## Рекомендательные системы

##### Входные данные

Вам дается две выборки с пользовательскими сессиями - id-шниками просмотренных и id-шниками купленных товаров. Одна выборка будет использоваться для обучения (оценки популярностей товаров), а другая - для теста.

В файлах записаны сессии по одной в каждой строке. Формат сессии: id просмотренных товаров через , затем идёт ; после чего следуют id купленных товаров (если такие имеются), разделённые запятой. Например, 1,2,3,4; или 1,2,3,4;5,6.

Гарантируется, что среди id купленных товаров все различные.

In [1]:
%pylab inline
import pandas as pd
import copy
from collections import Counter

Populating the interactive namespace from numpy and matplotlib


In [2]:
sessions = pd.read_csv('./coursera_sessions_train.txt',delimiter=';', header=None,names=['viewed','bought'])

In [3]:
sessions.info()
sessions.head(10)

<class 'pandas.core.frame.DataFrame'>
RangeIndex: 50000 entries, 0 to 49999
Data columns (total 2 columns):
viewed    50000 non-null object
bought    3608 non-null object
dtypes: object(2)
memory usage: 781.3+ KB


Unnamed: 0,viewed,bought
0,012345,
1,9101191112911,
2,161718192021,
3,2425262724,
4,343536343735363738393839,
5,42,
6,474849,
7,59606162606364656661676867,676063.0
8,71727374,
9,767778,


##### Важно:

    Сессии, в которых пользователь ничего не купил, исключаем из оценки качества.
    Если товар не встречался в обучающей выборке, его популярность равна 0.
    Рекомендуем разные товары. И их число должно быть не больше, чем количество различных просмотренных пользователем товаров.
    Рекомендаций всегда не больше, чем минимум из двух чисел: количество просмотренных пользователем товаров и k в recall@k / precision@k.

##### Задание

    На обучении постройте частоты появления id в просмотренных и в купленных (id может несколько раз появляться в просмотренных, все появления надо учитывать)
    Реализуйте два алгоритма рекомендаций:

    сортировка просмотренных id по популярности (частота появления в просмотренных),
    сортировка просмотренных id по покупаемости (частота появления в покупках).

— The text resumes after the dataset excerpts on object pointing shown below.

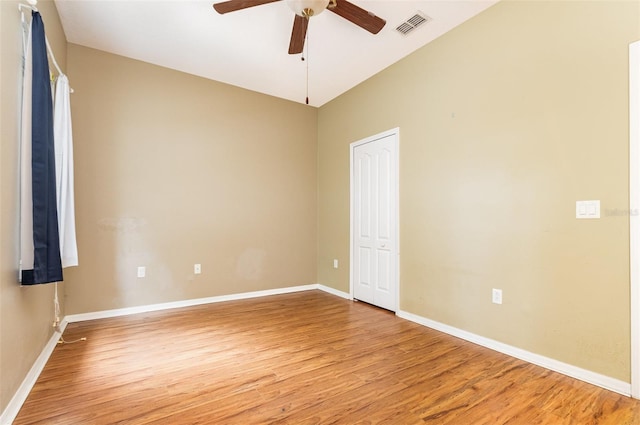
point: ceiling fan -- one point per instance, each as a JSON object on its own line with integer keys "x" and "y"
{"x": 305, "y": 9}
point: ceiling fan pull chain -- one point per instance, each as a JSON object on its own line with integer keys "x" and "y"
{"x": 307, "y": 47}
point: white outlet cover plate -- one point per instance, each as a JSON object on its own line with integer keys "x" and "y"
{"x": 588, "y": 209}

### Создаем словари частот, парсим в строки элементы сессии, уникализируем эти элементы

In [4]:
viewed = copy.copy(sessions.viewed.values)
bought = copy.copy(sessions.bought.fillna(-1).values)
viewed_dic = []
bought_dic = []
for idx, item  in enumerate(viewed):
    viewed[idx] = viewed[idx].split(",")
    viewed_dic  += viewed[idx]
    viewed[idx] = pd.unique(viewed[idx])
viewed_dic = Counter(viewed_dic)

for idx, item  in enumerate(bought):
        if(bought[idx] != -1):
            bought[idx] = bought[idx].split(",")
            bought_dic  += bought[idx]
            bought[idx] = pd.unique(bought[idx])
bought_dic = Counter(bought_dic)


### Получаем рекомендации по переданным словарям и сессиям

In [5]:
def recommend_t(viewed_dic, viewed, bought_dic = 0, bought = 0,i=0):
    print(viewed_dic[str(i)],viewed[i],bought_dic[str(i)],bought[i])
    
    k1_v,k1_b,k5_v,k5_b = [],[],[],[]
    sorted_viewed, sorted_bought = [],[]
    
    for idx,item in enumerate(viewed):
        sorted_viewed.append(sorted(list(viewed[idx]), key=lambda x: viewed_dic[x], reverse=True))
        sorted_bought.append(sorted(list(viewed[idx]), key=lambda x: bought_dic[x], reverse=True))
        
        k1_v.append(sorted_viewed[idx][0])
        k5_v.append(sorted_viewed[idx][:5])
        k1_b.append(sorted_bought[idx][0])
        k5_b.append(sorted_bought[idx][:5])
    
    
    return {'k1_v':k1_v,'k5_v':k5_v,'sorted_viewed':sorted_viewed,
            'k1_b':k1_b,'k5_b':k5_b,'sorted_bought':sorted_bought}
    
a = recommend_t(viewed_dic, viewed, bought_dic,bought,7)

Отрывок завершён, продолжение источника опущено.